WN: What has been your experience as an Iraqi-Australian writer?
HA: Initially, I shied away from writing specifically Iraqi characters or from an Iraqi perspective and instead chose to write from Levantine perspectives especially Palestinian and Lebanese. I was raised in part by Palestinians and in Australia the predominant Arab population is Lebanese so these neighboring cultures felt familiar but also distant enough to explore. As I grew into myself and dealt with my internalized discomforts of Iraqi culture I’ve become more and more fascinated and driven to write about my specific identity. There is immense richness of culture in Iraq and stories from the diaspora especially are quite scarce. So I finally came to my senses and realized that there was this whole gap in the literary world that I could take advantage. It’s exciting but also important.
WN: You founded a Facebook group called Iraqi Diaspora Creatives. What is the idea behind forming this group and how has been the response?
HA: Yes, it was born of my frustration with finding diasporas Iraqi voices in the arts both globally and in Australia. I was looking for someone to mentor me through a play that relied a lot on understanding Iraqi diaspora culture and found it immensely difficult to find anyone overseas and in Australia. I knew that there were people out there and was determined to find them. I had thought about forming some kind of network for a while and so finally did it and called it the Iraqi Diaspora Creatives Network. I was lucky to have another online Iraqi focused page, ‘Shakomakodotnet’ to cross promote the network on their page and had a rush of a few hundred people follow the instagram page and join the Facebook group. It’s going much better than I anticipated and I’m really happy about that.
WN: You recently helped organize a letter to the creators of the series Baghdad Central. What was letter about and the purpose behind this campaign?
HA: Yes. I noticed very quickly while watching it that the Iraqi dialect sounded very forced or just wrong altogether. While the actors were Arab, admittedly a step in the right direction, there was only two actual Iraqis in the whole cast. I began to research the show and who was behind it and it quickly emerged that it was not written by Iraqis, but by middle aged white men, though it framed itself as being from an Iraqi perspective. The production company, Euston Films is alarmingly entirely made up of white people which inevitably means the profits of a supposed Iraqi story is going to non-Iraqis. This made me feel really uncomfortable. I opened up the conversation to the members of the Iraqi Diaspora Creatives Network and an overwhelming amount of them felt the same way. We were all felling fed up of being dismissed by the system and felt an urgency to speak out.

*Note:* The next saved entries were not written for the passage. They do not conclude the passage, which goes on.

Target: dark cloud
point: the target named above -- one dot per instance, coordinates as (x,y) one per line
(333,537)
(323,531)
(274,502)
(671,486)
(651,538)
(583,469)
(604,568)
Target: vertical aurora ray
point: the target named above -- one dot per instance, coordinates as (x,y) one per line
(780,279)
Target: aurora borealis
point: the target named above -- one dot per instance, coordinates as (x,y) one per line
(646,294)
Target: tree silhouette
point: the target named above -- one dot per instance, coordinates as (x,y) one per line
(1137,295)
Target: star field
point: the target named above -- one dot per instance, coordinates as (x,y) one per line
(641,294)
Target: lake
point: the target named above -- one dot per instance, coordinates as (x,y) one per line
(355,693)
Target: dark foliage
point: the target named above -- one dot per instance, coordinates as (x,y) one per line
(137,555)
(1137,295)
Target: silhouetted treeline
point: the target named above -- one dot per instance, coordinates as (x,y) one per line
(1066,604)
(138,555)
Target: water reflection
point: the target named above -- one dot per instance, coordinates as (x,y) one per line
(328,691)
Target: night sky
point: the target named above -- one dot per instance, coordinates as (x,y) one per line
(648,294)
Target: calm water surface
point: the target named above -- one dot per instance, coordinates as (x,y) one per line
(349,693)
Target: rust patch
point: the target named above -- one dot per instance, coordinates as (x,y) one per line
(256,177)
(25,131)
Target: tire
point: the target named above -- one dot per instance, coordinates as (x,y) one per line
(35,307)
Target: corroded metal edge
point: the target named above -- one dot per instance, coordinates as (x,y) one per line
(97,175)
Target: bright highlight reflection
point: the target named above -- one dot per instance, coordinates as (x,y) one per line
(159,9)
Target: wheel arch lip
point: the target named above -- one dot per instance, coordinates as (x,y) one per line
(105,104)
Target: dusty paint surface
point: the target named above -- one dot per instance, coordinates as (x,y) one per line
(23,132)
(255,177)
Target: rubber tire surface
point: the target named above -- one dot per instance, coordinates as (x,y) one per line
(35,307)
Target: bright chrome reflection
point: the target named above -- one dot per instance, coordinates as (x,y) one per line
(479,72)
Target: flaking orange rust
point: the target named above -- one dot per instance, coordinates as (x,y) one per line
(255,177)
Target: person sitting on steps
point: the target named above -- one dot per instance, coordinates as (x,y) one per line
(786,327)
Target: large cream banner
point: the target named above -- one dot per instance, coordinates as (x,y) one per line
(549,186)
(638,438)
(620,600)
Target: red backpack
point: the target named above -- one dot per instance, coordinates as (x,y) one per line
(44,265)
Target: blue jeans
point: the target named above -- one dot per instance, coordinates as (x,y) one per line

WN: Can you share the most rewarding aspects of being a writer?
HA: When someone feels moved or seen by something I’ve written. It’s always so heartwarming and motivates me to keep putting work out there.
WN: What advice would you give writers who are starting out?
HA: Write as much as possible and consume as many stories as possible in as any and all mediums. Allow yourself to respond emotionally to what you are consuming. Then sit back later and make an assessment of what you liked and didn’t like about the story, the techniques used or you wish they used. This way you exercise the muscle of analysis that is so precious to the process of writing and any kind of storytelling.